DREAM Act Supporters Rally Arizona Voters


Stating the obvious, young undocumented immigrants could not vote yesterday. But some young people in the U.S. without legal status found a way to participate. They walked neighborhoods in the Phoenix area, building support for legislation that could change their lives. Here's NPR's Ted Robbins.

TED ROBBINS, BYLINE: In this Central Phoenix Hispanic neighborhood of small homes and bright sunshine, a man knocking on your door with a clipboard and a yellow vest does not necessarily mean good news.

LORENZO SANTILLAN: Sometimes they think that I'm the person that's going to evict them from their apartment or whatever.

ROBBINS: Lorenzo Santillan wasn't there to evict anyone.

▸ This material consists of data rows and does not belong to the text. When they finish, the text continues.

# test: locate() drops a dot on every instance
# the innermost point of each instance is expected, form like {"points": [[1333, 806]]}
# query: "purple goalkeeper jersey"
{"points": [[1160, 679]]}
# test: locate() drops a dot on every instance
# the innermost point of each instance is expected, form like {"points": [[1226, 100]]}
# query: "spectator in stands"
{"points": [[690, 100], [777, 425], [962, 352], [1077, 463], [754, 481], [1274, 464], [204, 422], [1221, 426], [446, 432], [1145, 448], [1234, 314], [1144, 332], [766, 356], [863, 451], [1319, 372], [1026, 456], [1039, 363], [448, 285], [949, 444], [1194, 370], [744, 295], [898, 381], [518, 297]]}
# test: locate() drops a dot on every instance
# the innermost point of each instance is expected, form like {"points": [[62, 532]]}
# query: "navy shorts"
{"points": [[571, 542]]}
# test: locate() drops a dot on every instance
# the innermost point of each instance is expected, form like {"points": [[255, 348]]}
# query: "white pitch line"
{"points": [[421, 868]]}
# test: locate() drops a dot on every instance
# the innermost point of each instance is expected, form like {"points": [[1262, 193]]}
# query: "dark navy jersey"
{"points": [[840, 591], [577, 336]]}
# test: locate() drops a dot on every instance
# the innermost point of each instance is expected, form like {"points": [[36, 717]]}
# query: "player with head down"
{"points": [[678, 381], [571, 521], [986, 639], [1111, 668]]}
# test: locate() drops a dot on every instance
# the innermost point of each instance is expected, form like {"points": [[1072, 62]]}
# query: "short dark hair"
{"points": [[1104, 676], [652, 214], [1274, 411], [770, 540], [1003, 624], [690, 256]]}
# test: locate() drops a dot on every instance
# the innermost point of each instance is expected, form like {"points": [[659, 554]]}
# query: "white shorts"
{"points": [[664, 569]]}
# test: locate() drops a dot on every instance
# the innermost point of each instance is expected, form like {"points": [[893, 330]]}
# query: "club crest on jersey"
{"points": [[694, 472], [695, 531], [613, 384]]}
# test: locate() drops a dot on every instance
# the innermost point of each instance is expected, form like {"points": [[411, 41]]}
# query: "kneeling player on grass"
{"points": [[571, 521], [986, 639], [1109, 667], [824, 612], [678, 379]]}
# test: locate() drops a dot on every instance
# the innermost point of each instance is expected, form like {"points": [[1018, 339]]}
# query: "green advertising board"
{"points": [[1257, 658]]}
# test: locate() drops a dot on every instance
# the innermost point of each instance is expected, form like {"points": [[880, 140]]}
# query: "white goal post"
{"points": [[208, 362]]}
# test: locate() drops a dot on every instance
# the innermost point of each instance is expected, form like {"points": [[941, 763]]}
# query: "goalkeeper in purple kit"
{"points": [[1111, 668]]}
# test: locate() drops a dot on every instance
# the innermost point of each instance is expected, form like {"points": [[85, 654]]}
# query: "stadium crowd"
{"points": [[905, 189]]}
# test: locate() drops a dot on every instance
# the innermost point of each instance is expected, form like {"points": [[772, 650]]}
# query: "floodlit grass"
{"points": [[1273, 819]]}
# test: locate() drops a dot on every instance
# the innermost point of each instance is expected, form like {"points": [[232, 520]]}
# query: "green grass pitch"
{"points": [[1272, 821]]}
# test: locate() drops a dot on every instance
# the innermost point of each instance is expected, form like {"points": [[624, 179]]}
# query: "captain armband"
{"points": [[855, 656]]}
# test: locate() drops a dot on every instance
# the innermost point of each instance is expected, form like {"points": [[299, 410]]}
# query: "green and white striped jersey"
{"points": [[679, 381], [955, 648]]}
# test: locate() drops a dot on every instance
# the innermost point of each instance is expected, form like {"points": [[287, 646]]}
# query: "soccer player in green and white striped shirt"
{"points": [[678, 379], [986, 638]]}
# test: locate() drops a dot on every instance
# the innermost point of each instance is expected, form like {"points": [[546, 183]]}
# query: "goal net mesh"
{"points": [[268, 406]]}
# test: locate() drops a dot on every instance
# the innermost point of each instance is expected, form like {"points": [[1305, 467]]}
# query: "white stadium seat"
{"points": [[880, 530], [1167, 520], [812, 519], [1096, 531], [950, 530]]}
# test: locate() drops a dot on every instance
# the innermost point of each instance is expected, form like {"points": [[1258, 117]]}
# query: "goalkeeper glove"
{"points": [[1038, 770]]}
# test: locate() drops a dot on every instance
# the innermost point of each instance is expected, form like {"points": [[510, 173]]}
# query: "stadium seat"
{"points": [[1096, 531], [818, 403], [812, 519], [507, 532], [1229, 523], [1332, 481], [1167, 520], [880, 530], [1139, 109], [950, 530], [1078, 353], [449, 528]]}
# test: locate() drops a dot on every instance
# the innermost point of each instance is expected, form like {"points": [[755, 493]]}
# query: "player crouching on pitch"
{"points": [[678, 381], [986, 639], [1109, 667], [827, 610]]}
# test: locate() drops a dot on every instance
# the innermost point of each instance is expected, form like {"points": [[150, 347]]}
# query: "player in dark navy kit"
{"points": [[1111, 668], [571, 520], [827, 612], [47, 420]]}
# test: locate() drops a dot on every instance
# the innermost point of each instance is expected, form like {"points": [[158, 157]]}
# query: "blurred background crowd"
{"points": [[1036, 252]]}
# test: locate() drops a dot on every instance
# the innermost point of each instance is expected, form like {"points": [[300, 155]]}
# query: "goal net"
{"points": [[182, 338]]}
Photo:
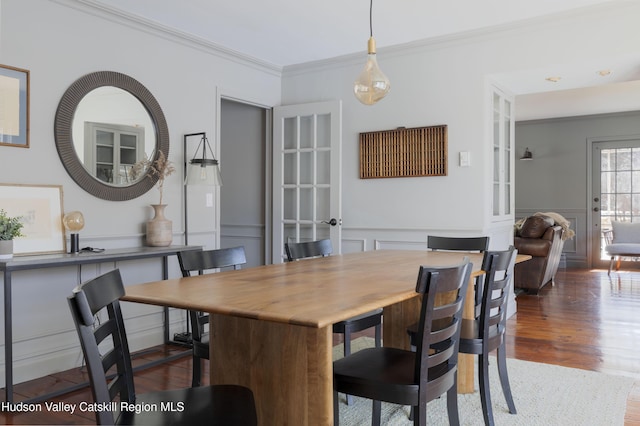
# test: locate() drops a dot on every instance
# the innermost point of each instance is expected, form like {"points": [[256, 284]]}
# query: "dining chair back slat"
{"points": [[200, 261]]}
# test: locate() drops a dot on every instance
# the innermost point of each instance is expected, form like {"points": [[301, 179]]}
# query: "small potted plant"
{"points": [[10, 228], [159, 228]]}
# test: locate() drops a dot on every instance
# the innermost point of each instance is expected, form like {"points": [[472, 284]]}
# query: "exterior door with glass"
{"points": [[615, 190], [307, 175]]}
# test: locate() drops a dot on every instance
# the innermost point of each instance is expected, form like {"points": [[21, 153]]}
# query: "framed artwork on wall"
{"points": [[40, 209], [14, 106]]}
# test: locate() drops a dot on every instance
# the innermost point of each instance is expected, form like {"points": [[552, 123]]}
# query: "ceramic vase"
{"points": [[6, 249], [159, 229]]}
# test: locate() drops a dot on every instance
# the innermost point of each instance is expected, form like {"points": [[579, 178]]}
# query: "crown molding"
{"points": [[140, 23]]}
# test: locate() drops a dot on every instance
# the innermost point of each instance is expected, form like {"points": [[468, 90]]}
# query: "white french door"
{"points": [[615, 189], [307, 174]]}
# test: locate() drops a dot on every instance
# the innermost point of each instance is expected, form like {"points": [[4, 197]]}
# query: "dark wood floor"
{"points": [[586, 320]]}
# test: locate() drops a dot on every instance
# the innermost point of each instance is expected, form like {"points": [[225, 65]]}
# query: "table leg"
{"points": [[288, 367], [8, 338]]}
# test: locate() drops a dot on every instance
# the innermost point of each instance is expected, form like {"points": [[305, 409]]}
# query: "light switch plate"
{"points": [[465, 158]]}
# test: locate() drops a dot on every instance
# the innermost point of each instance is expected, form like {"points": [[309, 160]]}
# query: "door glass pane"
{"points": [[324, 131], [307, 168], [306, 204], [289, 204], [289, 133], [306, 132], [323, 212], [323, 168]]}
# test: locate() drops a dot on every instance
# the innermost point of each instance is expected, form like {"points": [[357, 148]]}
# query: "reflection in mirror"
{"points": [[107, 123], [112, 131]]}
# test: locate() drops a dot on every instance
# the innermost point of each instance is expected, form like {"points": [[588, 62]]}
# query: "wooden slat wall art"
{"points": [[420, 151]]}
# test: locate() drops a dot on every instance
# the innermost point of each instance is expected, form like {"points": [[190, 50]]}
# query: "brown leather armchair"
{"points": [[540, 238]]}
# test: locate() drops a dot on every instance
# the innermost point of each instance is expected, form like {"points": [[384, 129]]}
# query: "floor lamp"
{"points": [[200, 170]]}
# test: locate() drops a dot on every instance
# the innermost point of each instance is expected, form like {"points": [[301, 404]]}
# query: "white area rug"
{"points": [[543, 394]]}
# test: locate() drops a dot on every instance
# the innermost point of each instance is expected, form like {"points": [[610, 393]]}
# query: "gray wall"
{"points": [[242, 196], [557, 177]]}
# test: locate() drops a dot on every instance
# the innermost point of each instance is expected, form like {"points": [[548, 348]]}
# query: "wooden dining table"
{"points": [[271, 326]]}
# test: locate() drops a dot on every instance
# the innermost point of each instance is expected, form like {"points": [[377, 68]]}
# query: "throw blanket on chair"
{"points": [[560, 220], [557, 218]]}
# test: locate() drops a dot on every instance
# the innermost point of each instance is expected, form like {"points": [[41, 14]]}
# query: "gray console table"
{"points": [[22, 263]]}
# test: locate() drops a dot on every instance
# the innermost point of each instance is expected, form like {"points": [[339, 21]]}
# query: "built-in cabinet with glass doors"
{"points": [[503, 141]]}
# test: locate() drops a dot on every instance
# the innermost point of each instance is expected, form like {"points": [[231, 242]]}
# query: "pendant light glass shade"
{"points": [[204, 171], [371, 85]]}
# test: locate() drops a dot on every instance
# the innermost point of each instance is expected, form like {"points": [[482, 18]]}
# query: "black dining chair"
{"points": [[198, 261], [468, 244], [106, 352], [414, 378], [486, 332], [471, 244], [308, 249]]}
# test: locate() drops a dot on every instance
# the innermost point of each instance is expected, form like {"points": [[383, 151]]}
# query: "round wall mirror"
{"points": [[107, 127]]}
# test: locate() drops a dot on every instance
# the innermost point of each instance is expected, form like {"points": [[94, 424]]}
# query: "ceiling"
{"points": [[288, 32]]}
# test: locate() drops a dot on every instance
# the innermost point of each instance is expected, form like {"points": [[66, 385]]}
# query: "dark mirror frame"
{"points": [[64, 142]]}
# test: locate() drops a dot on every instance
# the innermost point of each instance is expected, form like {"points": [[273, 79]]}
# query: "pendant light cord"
{"points": [[371, 18]]}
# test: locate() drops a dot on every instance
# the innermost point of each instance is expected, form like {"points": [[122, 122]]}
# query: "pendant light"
{"points": [[371, 85]]}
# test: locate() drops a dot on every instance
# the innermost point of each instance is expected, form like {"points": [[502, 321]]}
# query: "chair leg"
{"points": [[485, 393], [504, 378], [610, 265], [347, 351], [452, 405], [336, 409], [376, 413], [196, 375]]}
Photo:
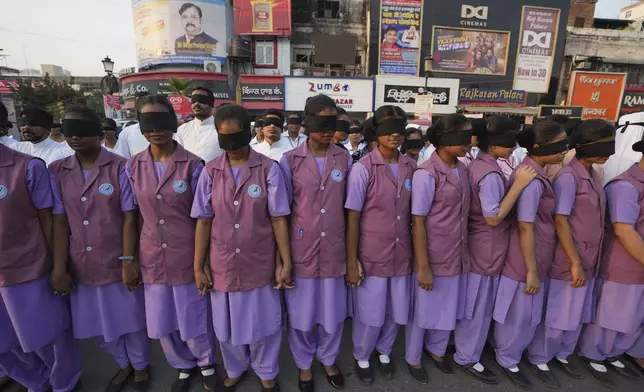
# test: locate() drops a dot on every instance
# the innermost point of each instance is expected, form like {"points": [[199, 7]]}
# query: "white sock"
{"points": [[618, 364], [598, 367]]}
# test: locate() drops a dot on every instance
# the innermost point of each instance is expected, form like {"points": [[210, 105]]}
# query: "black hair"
{"points": [[413, 130], [451, 123], [318, 103], [208, 91], [558, 118], [542, 132], [497, 125], [274, 112], [234, 113], [152, 100], [185, 6], [590, 131]]}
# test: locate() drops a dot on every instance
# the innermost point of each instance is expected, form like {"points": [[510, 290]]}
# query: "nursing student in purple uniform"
{"points": [[37, 348], [379, 243], [488, 236], [97, 220], [315, 175], [440, 206], [522, 287], [164, 178], [580, 207], [241, 207], [618, 327]]}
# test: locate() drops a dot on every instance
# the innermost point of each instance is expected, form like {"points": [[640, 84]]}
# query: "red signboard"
{"points": [[262, 17]]}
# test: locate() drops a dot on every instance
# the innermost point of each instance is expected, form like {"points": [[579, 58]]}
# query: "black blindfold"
{"points": [[391, 126], [157, 121], [81, 128], [203, 99], [549, 149], [595, 150]]}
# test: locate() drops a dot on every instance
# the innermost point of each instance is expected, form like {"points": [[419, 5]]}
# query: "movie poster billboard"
{"points": [[179, 31], [536, 52], [262, 17], [470, 51], [600, 93], [400, 37]]}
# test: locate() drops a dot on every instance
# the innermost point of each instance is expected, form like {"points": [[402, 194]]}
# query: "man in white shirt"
{"points": [[37, 124], [274, 145], [293, 128], [199, 136]]}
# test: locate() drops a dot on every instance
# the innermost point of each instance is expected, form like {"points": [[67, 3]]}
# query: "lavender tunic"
{"points": [[175, 308], [320, 301], [443, 305], [246, 317]]}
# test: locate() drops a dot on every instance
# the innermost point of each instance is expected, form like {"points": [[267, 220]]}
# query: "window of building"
{"points": [[580, 22], [328, 9], [265, 53]]}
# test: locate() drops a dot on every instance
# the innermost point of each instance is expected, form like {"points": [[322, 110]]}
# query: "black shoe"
{"points": [[547, 377], [487, 376], [519, 379], [337, 380], [568, 368], [183, 385], [209, 383], [419, 374], [623, 371], [274, 388], [603, 377], [365, 376], [387, 369]]}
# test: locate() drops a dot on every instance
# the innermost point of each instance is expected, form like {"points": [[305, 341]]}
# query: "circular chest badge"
{"points": [[106, 189], [179, 186], [254, 190]]}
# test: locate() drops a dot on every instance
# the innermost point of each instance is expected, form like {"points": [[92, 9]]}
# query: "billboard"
{"points": [[262, 17], [536, 51], [600, 93], [179, 32], [470, 51], [352, 94], [400, 37]]}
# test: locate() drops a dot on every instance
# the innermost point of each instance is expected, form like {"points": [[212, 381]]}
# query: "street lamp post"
{"points": [[428, 67]]}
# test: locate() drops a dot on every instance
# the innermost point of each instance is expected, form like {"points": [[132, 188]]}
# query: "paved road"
{"points": [[99, 369]]}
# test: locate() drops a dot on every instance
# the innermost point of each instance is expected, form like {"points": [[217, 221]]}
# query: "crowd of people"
{"points": [[213, 230]]}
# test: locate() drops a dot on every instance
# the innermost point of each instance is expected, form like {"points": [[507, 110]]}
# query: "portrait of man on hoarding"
{"points": [[194, 40]]}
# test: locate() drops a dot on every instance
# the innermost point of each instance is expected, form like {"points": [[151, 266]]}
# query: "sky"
{"points": [[77, 34]]}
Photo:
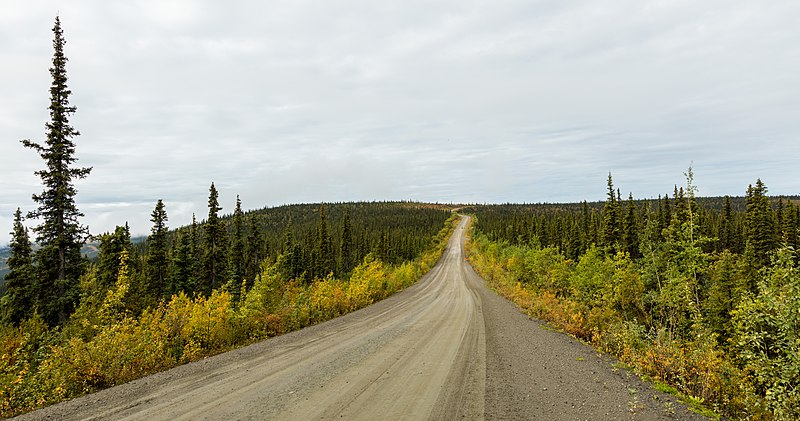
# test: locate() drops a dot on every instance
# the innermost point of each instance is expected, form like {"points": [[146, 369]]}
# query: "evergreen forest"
{"points": [[701, 295], [71, 325]]}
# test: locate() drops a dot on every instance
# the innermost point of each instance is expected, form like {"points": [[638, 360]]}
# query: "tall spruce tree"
{"points": [[323, 249], [214, 257], [112, 247], [19, 299], [346, 250], [236, 258], [182, 265], [59, 234], [611, 218], [256, 250], [760, 229], [157, 250]]}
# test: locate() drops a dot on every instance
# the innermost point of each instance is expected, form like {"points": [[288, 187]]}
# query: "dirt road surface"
{"points": [[446, 348]]}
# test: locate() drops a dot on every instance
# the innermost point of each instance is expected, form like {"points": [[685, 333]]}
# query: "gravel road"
{"points": [[445, 348]]}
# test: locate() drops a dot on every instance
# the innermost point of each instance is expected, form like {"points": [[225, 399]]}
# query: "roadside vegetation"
{"points": [[70, 325], [702, 296]]}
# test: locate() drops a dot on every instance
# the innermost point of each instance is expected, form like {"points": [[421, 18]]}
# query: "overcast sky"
{"points": [[450, 101]]}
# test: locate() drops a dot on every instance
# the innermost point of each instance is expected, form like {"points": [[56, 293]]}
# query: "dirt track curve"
{"points": [[446, 348]]}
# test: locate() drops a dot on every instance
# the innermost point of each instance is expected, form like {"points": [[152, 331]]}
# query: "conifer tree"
{"points": [[112, 246], [347, 247], [214, 257], [323, 250], [19, 299], [255, 248], [59, 234], [157, 259], [182, 266], [789, 229], [760, 230], [611, 217], [236, 258], [631, 229]]}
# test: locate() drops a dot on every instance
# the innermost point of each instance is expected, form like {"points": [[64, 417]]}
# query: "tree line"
{"points": [[699, 293], [306, 242]]}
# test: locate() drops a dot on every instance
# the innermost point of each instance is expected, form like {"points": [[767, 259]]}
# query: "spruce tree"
{"points": [[112, 246], [236, 258], [323, 250], [182, 265], [19, 299], [760, 229], [255, 248], [611, 217], [346, 249], [157, 259], [214, 257], [59, 234], [630, 233]]}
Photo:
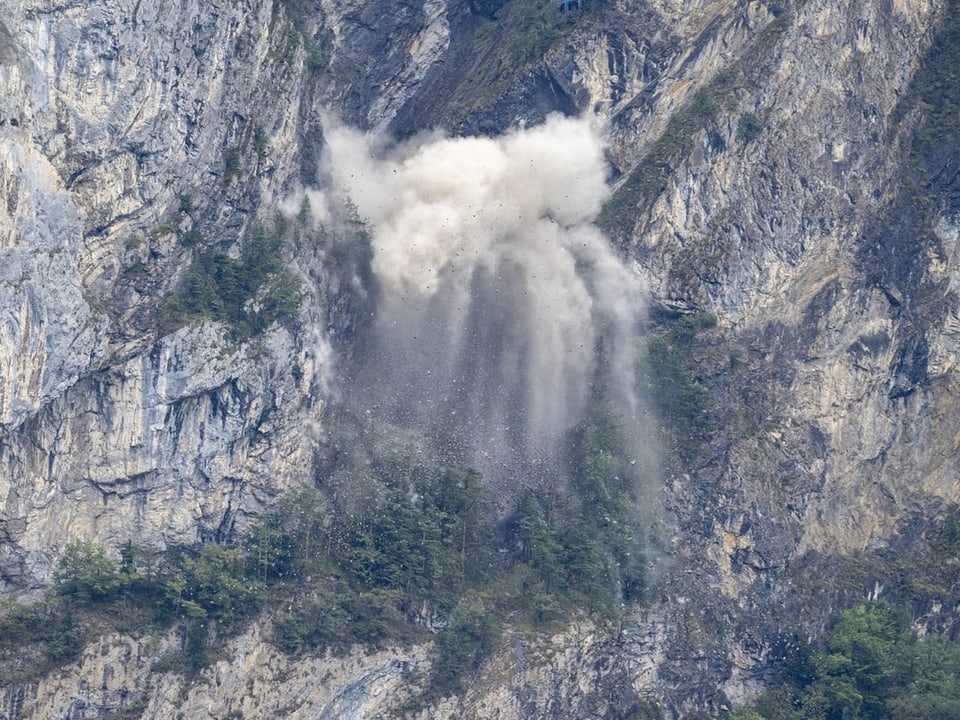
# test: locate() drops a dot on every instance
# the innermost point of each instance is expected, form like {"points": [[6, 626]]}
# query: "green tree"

He was there looking for voters.

SANTILLAN: I'm trying to make sure that there's people that support the DREAM Act, to support us and vote in our voice because we don't have one.

ROBBINS: When he was nine-months old, Lorenzo's father illegally brought him to the U.S. from Mexico. He's 25 now, a high school and community college graduate, still without documents.

If the DREAM Act becomes law, Lorenzo could be eligible to stay in the U.S. legally and become a citizen.


UNIDENTIFIED WOMAN: (Foreign language spoken)

SANTILLAN: (Foreign language spoken)


SANTILLAN: (Foreign language spoken)

ROBBINS: This lady says she thinks her family members who can vote, did.

Lorenzo is working off a voter list which says they haven't voted yet. So he leaves some DREAM Vote literature.


ROBBINS: Down the block, Rosie Diaz is home. She's 20 and she voted for President Obama, who supports the DREAM Act. That is, after activists like Lorenzo convinced her it was important.

ROSIE DIAZ: It felt good. Yeah, definitely felt good. Like I wasn't going to vote, like I said it didn't make a difference to me but now it's like, oh, like I contributed to something that's, like, huge.

ROBBINS: All Lorenzo wants is to work legally as a chef.

SANTILLAN: Well, I want to cook, that's all I want to do. But if I have to stray away to make sure that the Latino voice is heard, then I'm going to do that because we need this, just as bad as we need air. You know, for us it's the only way to citizenship and we want the right to vote and we want the right to make our voices heard, basically.

ROBBINS: In other words, since he couldn't vote, Lorenzo Santillan had to find others to vote on his behalf.